MODESTA VALENTI

L'histoire de Modesta, personne âgée sans abri, morte sans recevoir de secours à Rome, le 31 janvier 1983

On sait peu de choses de Modesta Valenti. Dans les derniers mois de l'année 1982, des jeunes de Sant’Egidio l’avaient rencontrée aux alentours de la basilique Sainte-Marie-Majeure, à Rome. Elle demandait l'aumône, un peu timidement, presque à la dérobée. « N'avez-vous rien à me donner ? », demandait-elle avec courtoisie, en dialecte frioulan. L’amitié née en ces mois d'hiver – faite davantage de gestes que de paroles : un cappuccino chaud, un repas partagé - avait pourtant dévoilé peu à peu certains détails de son existence. Modesta venait de Trieste, où elle était née en 1912. Elle avait vécu jusqu'à quelques années avant notre rencontre dans un appartement, dans un “bel quartin”, comme elle l'appelait et dont elle parlait avec nostalgie. Mais sa vie a été marquée aussi par l'expérience douloureuse du placement en hôpital psychiatrique. Un souvenir qui ressurgissait par moments, de manière fragmentaire : dans ses récits, elle faisait allusion notamment à des traitements traumatisants, sans doute des électrochocs.


Nous ne savons pas ce qui l'avait incitée à quitter Trieste pour venir à Rome, où elle ne connaissait personne et où elle a commencé à vivre dans la rue. À ceux qui lui posaient la question, elle répondait que la véritable raison était que Rome est l'endroit où se trouvait le pape et qu'elle avait voulu le rencontrer. En effet, elle aimait marcher jusqu'à Saint-Pierre. Une fois, elle avait même visité la basilique avec un ami de la Communauté : un rare moment de joie et de sérénité. Avec ses manières douces, empreintes de tristesse, elle parlait souvent d'un voyage en train qu'elle voulait faire pour retourner à Trieste.


Le matin du  31 janvier 1983, après une nuit passée dans le froid, à la gare Termini, précisément à proximité du quai n° 1, Modesta se sentit très mal. Des passants appelèrent une ambulance, laquelle refusa pourtant de la secourir car Modesta avait des poux. Pendant quatre longues heures, différents hôpitaux se rejetèrent la responsabilité de la secourir. Modesta resta à même le sol, continuant à souffrir. Et quand le dernier moyen de secours arriva enfin sur les lieux, elle était morte.


Ce sont les amis de la Communauté qui prirent soin d'elle, même après sa mort.
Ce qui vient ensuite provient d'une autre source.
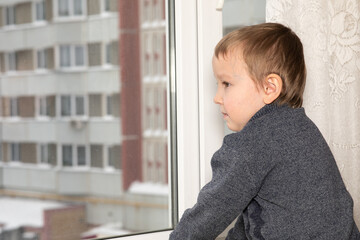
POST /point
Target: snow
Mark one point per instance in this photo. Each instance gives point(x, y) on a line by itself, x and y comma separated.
point(16, 212)
point(149, 188)
point(110, 229)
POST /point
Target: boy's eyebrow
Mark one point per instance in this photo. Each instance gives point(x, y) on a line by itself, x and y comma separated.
point(221, 75)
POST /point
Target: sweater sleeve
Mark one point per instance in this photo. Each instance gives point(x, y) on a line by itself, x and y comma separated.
point(220, 201)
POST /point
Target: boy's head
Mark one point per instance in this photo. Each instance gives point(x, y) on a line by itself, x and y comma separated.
point(266, 49)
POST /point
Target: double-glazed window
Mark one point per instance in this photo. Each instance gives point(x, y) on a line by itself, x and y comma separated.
point(72, 56)
point(71, 8)
point(40, 11)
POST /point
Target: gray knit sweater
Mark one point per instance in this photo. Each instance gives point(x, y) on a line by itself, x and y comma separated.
point(279, 177)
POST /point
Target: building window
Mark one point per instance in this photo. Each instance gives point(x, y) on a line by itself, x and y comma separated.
point(111, 53)
point(79, 105)
point(65, 57)
point(44, 153)
point(72, 56)
point(67, 155)
point(67, 8)
point(65, 105)
point(107, 5)
point(81, 155)
point(14, 107)
point(78, 7)
point(63, 8)
point(43, 106)
point(40, 11)
point(41, 59)
point(79, 56)
point(9, 15)
point(15, 152)
point(109, 105)
point(96, 156)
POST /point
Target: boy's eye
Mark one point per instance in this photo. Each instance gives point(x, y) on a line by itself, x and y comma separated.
point(226, 84)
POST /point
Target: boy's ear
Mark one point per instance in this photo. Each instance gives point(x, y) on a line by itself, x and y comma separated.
point(272, 88)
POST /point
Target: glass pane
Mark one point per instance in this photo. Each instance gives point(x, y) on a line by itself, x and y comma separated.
point(65, 56)
point(238, 13)
point(40, 11)
point(84, 144)
point(65, 105)
point(81, 156)
point(79, 56)
point(78, 7)
point(67, 155)
point(63, 7)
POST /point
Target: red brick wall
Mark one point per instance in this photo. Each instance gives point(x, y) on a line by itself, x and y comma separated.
point(131, 95)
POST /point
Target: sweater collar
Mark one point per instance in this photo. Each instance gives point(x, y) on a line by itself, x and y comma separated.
point(268, 108)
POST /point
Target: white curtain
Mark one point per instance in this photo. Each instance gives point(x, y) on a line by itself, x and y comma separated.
point(330, 32)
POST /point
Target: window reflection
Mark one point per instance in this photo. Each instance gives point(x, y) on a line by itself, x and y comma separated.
point(83, 116)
Ce ne fut pas une tâche aisée. Il fallut onze mois en effet jusqu'à ce que son corps (saisi par l’autorité judiciaire) puisse être remis à la Communauté, son unique famille, qui célébra ses obsèques dans l'église Sant’Egidio le 28 décembre 1983, le jour de la fête des Saints Innocents.


La Communauté fut profondément touchée par l'histoire de cette femme fragile, éprouvée par la vie, morte à cause du rejet, de l'abandon, du mépris qui, comme une conjuration, s'étaient ligués contre elle jusqu'à la laisser mourir seule. Son histoire donnait l'impression de concentrer de nombreux signes de pauvreté et d'abandon au point de faire d'elle une véritable “martyre de l’indifférence”. Les pauvres qui vivent dans la rue s'identifient à elle et à sa souffrance, et ils l'appellent “Santa Modesta” cherchant en elle la compréhension et la protection.


Pour cela, tous les ans, à l'occasion de l'anniversaire de sa mort, la Communauté de Sant’Egidio célèbre le souvenir de Modesta et de toutes les personnes sans domicile qui meurent à cause de la dureté de la vie dans la rue. Pendant la liturgie à Santa Maria in Trastevere et dans bien d'autres églises (à Rome, en Italie, mais aussi dans d'autres pays), les amis disparus sont rappelés par leur nom. L'allumage des cierges en accompagne la lecture. C'est un moment de profonde émotion : chacun sait que son nom, écrit dans le cœur de Dieu, ne sera jamais oublié de la Communauté, qui conserve comme un trésor chaque histoire et chaque visage.